Online training and larger than memory data

ExpandingMan · September 16, 2022, 7:06pm

Hello all. I’ve used xgboost on occasion for several years now and recently I have just undertaken completely rewriting the Julia wrapper which is almost complete.

Anyway, I find that a useful pattern that drastically simplifies the engineering aspects of training on large datasets is to perform online training of a model of on 1 server, possibly prepping data on other machines. I’ve come up with some hacks to achieve this in principle with xgboost but I’m rather dubious about anything I’ve tried so far.

I have a few questions that perhaps can lead to improving the documentation on this subject:

It seems that all the external memory data iteration is doing is stashing data on disk before training… I might be missing something because this doesn’t seem particularly useful… is there any safe way of executing the data iteration concurrently with training? (it looks to me like iteration has to finish first)
I have read this issue but still feel a bit apprehensive about whether I know what I’m doing.
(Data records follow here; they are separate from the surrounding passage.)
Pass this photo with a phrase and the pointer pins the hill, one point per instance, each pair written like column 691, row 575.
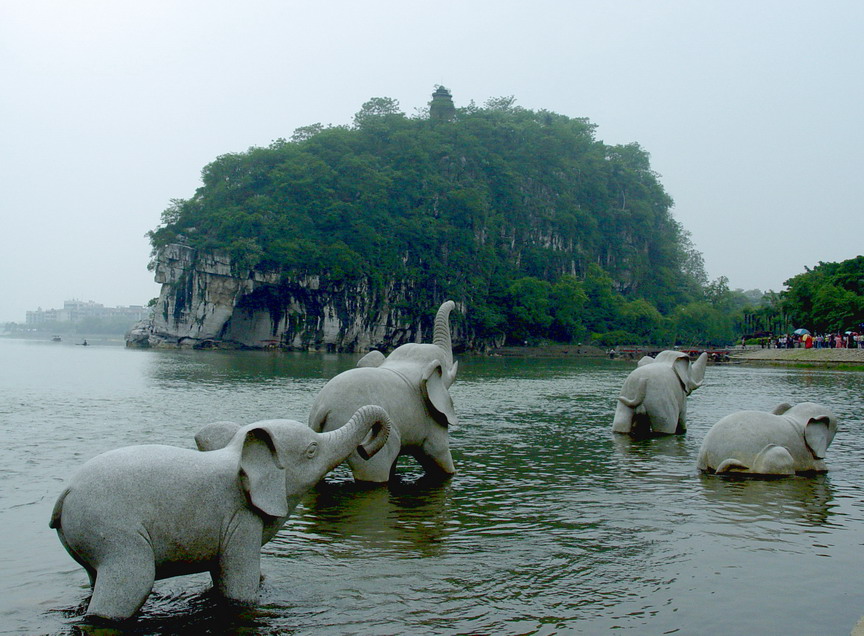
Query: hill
column 535, row 227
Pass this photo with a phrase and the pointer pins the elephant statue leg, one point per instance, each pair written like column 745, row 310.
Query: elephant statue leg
column 123, row 580
column 435, row 456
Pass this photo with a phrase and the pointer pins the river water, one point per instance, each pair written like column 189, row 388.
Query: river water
column 551, row 525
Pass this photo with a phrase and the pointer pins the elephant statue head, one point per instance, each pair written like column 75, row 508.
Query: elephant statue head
column 413, row 385
column 141, row 513
column 788, row 440
column 653, row 399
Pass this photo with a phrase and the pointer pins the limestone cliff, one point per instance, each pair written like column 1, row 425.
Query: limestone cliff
column 204, row 303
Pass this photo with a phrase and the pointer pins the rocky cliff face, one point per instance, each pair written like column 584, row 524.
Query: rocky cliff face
column 203, row 303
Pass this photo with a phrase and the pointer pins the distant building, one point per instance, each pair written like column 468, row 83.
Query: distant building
column 75, row 311
column 441, row 108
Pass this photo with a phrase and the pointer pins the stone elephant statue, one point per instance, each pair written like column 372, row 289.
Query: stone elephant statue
column 412, row 385
column 788, row 440
column 140, row 513
column 653, row 399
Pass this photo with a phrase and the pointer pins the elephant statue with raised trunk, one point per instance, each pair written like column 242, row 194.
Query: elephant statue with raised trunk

Can someone provide more insight on what exactly I can do with the updater parameter? It’s not discussed in the white paper (I don’t think).
Yes, I realize that no matter what can be hacked together for online learning it will have no guarantees of 0-bias etc, but I personally would find it hugely useful if I could even just use xgboost for online training of random forests, I’m just not sure whether what I’m trying has been achieving that.